The Theatreguide.London Review
Garrick Theatre Summer 2011
Those who know it only through My Fair Lady are always surprised and delighted to discover what a sharp and hard-edged social comedy Shaw’s play is.
And enough of its fun and intellectual power come through in Philip Prowse’s revival to satisfy most, except perhaps those who know that the play could be even sharper than Prowse’s somewhat sentimental and soft-centred vision allows it to be.
What is brilliant about Shaw is that the play is not really about the flowergirl-to-lady transformation of Liza Doolittle, but about all the questions of class, manners, sexual politics and economic realities that it raises – questions Shaw typically addresses directly through intellectually stimulating and wittily-expressed debates.
It is just this element that Prowse smooths over, as if afraid of darkening the fairy tale plot.
Consider the play’s climax. Unlike the musical, things don’t end with Higgins and Eliza together again, but with an extended argument in which she spells out all that is wrong with his thinking and he moves from defending himself to applauding the new independence that lets her walk out on him.
The scene is constructed almost like a boxing match, with them warily circling, making test jabs and then swinging with all they’ve got. It’s hard not to imagine the actor and actress on their feet, energized by the debate.
But Prowse has them sitting calmly on opposite sides of the stage, expressing barely enough passion to keep the conversation going. The scene is still good, because Shaw’s writing is so good. But it doesn’t achieve the theatrical miracle that is Shaw’s trademark, of making the exchange of ideas dramatically exciting.

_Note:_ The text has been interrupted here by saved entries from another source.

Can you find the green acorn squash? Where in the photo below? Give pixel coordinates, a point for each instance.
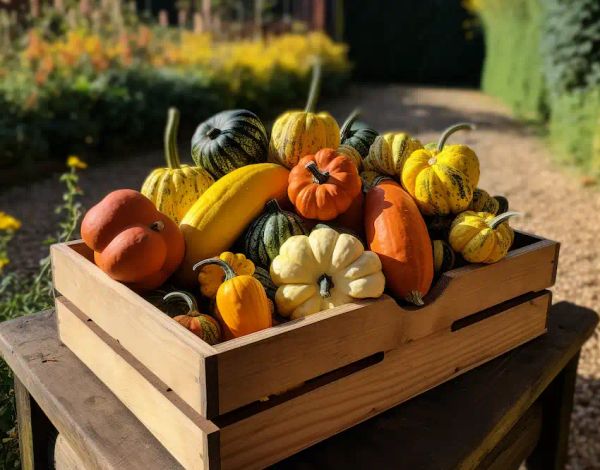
(229, 140)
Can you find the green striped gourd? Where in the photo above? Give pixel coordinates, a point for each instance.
(357, 134)
(229, 140)
(174, 189)
(266, 234)
(264, 278)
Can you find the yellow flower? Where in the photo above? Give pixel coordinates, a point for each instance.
(75, 162)
(8, 222)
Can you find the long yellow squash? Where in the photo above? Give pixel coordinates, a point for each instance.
(222, 213)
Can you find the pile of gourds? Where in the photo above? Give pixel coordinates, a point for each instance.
(266, 229)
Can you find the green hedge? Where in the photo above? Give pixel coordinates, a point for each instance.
(543, 59)
(513, 65)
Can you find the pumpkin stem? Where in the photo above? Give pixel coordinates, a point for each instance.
(496, 221)
(188, 298)
(325, 286)
(348, 124)
(451, 130)
(502, 204)
(318, 176)
(214, 132)
(229, 272)
(170, 140)
(272, 206)
(415, 298)
(315, 87)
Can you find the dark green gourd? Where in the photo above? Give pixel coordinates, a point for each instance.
(357, 134)
(229, 140)
(269, 231)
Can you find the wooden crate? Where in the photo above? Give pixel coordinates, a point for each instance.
(206, 403)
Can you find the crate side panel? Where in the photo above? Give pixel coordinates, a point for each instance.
(167, 350)
(405, 372)
(184, 434)
(266, 364)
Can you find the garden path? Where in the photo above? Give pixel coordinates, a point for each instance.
(514, 162)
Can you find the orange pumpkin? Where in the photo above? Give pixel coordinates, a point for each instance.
(132, 241)
(396, 231)
(323, 186)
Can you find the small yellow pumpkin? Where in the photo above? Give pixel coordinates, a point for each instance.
(211, 276)
(299, 133)
(481, 237)
(174, 189)
(442, 181)
(389, 152)
(324, 270)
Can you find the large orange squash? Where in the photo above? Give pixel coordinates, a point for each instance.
(396, 231)
(323, 186)
(133, 242)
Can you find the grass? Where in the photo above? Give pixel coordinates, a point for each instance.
(21, 294)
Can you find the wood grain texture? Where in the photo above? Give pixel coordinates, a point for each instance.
(457, 424)
(404, 373)
(24, 425)
(172, 353)
(64, 457)
(98, 427)
(183, 432)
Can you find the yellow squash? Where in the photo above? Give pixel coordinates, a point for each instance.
(299, 133)
(222, 213)
(174, 189)
(481, 237)
(389, 151)
(212, 276)
(442, 180)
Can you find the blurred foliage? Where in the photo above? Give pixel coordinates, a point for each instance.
(413, 41)
(96, 81)
(543, 59)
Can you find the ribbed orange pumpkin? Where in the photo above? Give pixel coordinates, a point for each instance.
(323, 186)
(396, 231)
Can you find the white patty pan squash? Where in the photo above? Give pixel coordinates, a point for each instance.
(324, 270)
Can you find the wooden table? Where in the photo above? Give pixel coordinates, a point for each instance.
(513, 408)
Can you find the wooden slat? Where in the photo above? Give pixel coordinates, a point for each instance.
(457, 424)
(405, 372)
(185, 433)
(64, 457)
(252, 367)
(173, 354)
(98, 427)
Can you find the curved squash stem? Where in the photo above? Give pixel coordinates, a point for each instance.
(315, 87)
(325, 286)
(320, 178)
(272, 206)
(171, 151)
(451, 130)
(229, 272)
(188, 298)
(415, 298)
(348, 124)
(496, 221)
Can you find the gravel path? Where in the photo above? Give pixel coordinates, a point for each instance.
(514, 162)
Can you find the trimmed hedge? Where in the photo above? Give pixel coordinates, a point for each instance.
(543, 59)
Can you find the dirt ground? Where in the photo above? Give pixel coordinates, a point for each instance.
(515, 162)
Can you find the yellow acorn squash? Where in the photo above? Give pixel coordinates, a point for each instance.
(442, 180)
(222, 213)
(481, 237)
(389, 151)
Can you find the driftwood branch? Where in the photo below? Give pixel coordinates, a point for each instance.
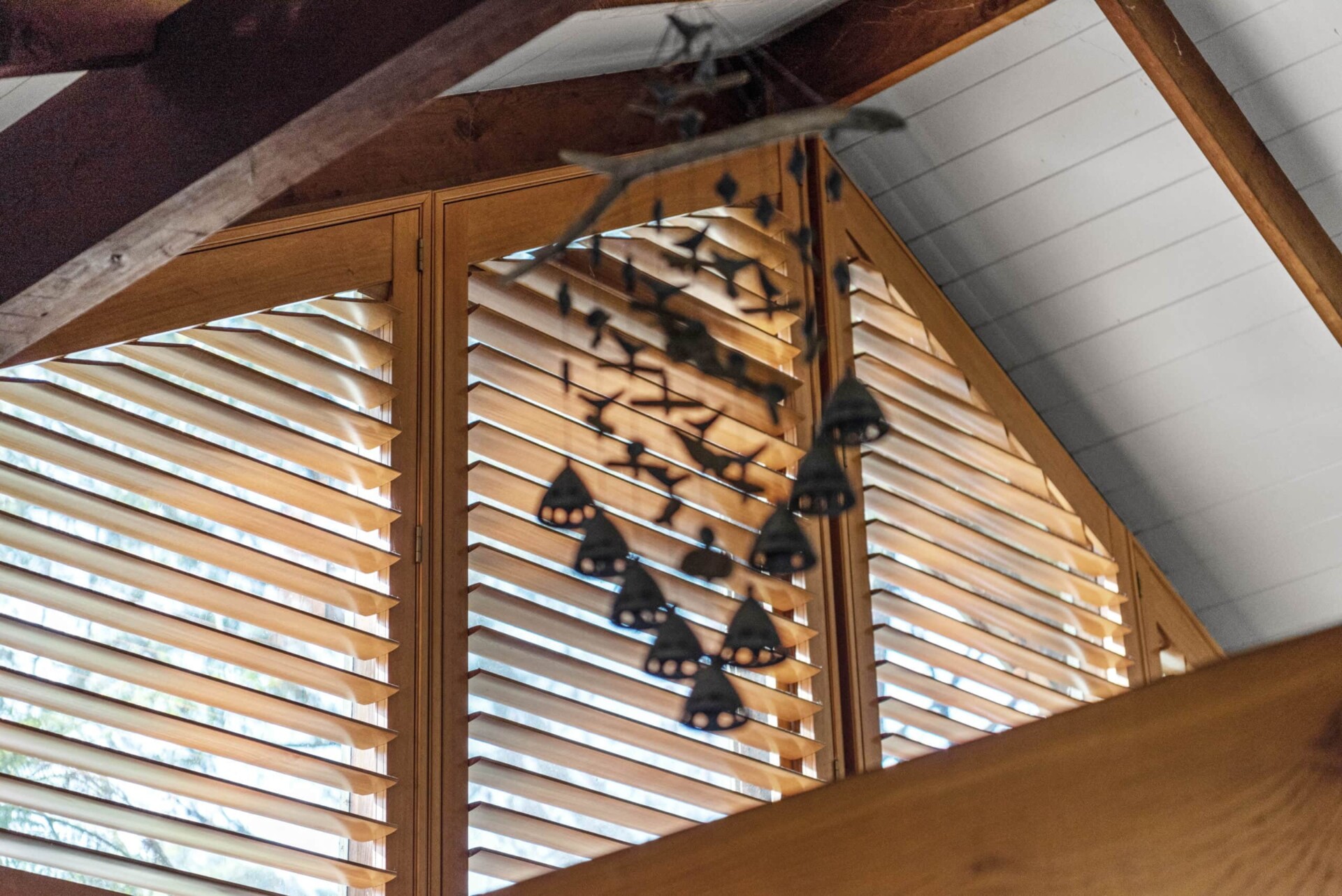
(626, 171)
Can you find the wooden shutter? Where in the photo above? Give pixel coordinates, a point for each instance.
(992, 601)
(195, 585)
(576, 751)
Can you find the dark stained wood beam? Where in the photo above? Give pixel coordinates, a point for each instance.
(1235, 150)
(127, 168)
(42, 36)
(844, 55)
(860, 48)
(1223, 781)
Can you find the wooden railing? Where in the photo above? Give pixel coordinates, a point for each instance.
(1225, 781)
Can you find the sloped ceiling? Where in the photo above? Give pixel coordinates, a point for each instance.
(1050, 189)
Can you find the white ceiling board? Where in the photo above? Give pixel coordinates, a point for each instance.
(602, 42)
(1047, 187)
(20, 96)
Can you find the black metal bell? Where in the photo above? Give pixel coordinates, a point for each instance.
(706, 563)
(853, 416)
(752, 640)
(713, 703)
(677, 652)
(639, 604)
(781, 547)
(603, 553)
(822, 487)
(567, 503)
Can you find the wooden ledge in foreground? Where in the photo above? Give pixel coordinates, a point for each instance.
(1225, 781)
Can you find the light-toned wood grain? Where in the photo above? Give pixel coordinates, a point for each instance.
(192, 591)
(208, 642)
(1227, 137)
(1222, 792)
(227, 420)
(621, 648)
(593, 761)
(230, 280)
(192, 735)
(188, 833)
(194, 785)
(561, 795)
(520, 655)
(252, 386)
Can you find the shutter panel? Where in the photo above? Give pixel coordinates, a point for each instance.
(992, 602)
(576, 750)
(194, 586)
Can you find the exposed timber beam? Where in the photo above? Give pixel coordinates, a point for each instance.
(129, 166)
(860, 48)
(1223, 781)
(461, 140)
(42, 36)
(1227, 138)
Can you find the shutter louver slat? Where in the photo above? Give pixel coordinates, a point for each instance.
(195, 454)
(541, 313)
(75, 754)
(561, 795)
(351, 345)
(116, 868)
(191, 636)
(558, 547)
(294, 363)
(185, 544)
(187, 496)
(519, 825)
(275, 396)
(194, 735)
(603, 763)
(1041, 544)
(194, 591)
(224, 843)
(192, 686)
(587, 445)
(363, 312)
(516, 493)
(542, 350)
(623, 649)
(521, 655)
(192, 542)
(233, 423)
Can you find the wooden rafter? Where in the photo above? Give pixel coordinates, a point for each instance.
(1211, 788)
(459, 140)
(242, 99)
(1227, 138)
(860, 48)
(39, 36)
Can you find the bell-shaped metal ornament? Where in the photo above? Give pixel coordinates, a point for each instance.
(639, 604)
(706, 563)
(677, 652)
(853, 416)
(822, 487)
(603, 553)
(781, 547)
(752, 640)
(567, 503)
(713, 703)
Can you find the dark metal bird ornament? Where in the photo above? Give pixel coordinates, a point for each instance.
(706, 563)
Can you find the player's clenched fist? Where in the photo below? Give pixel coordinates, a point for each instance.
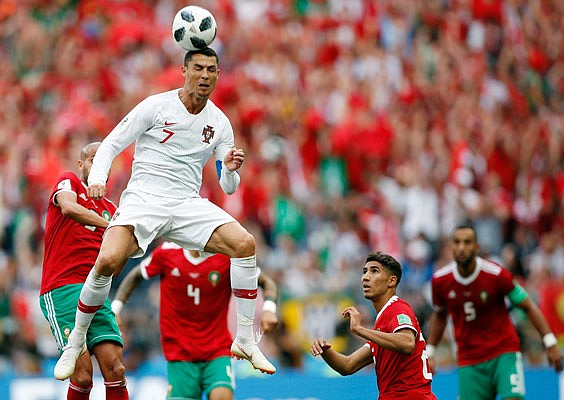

And that scene is emblematic of the production as a whole, Prowse repeatedly choosing plot over ideas, sentiment over satire. The play’s virtues are all here, but rarely as excitingly as the best of Shaw can be.
Rupert Everett’s Higgins is a classic absent-minded professor, so satisfied by his view of the world that it never occurs to him that others might not see things as he does or, indeed, that others really exist at all.
Perhaps led by the director’s moderating hand, Everett doesn’t make Higgins too eccentric, too nasty, too comic or too tic-filled. But that’s a characterization built on negatives, and Everett continually runs the risk of making him not much of anything.
Kara Tointon is appropriately lovely and lovable as Eliza, despite a Cockney sound in the early scenes that has a bit of Dick Van Dyke about it and a tendency to lose concentration when she isn’t speaking, going dead until her next cue wakes her and gets her back into character.
Even at her most alive, her Eliza is too passive, too instinctively subservient to offer Higgins much of a match.
Diana Rigg is totally wasted in the cameo role of Mrs. Higgins, Peter Eyre is a pleasant grandfatherly Pickering, and Michael Feast an oddly tentative Doolittle.
It’s still a fun evening, but too safely so – Shaw-Lite.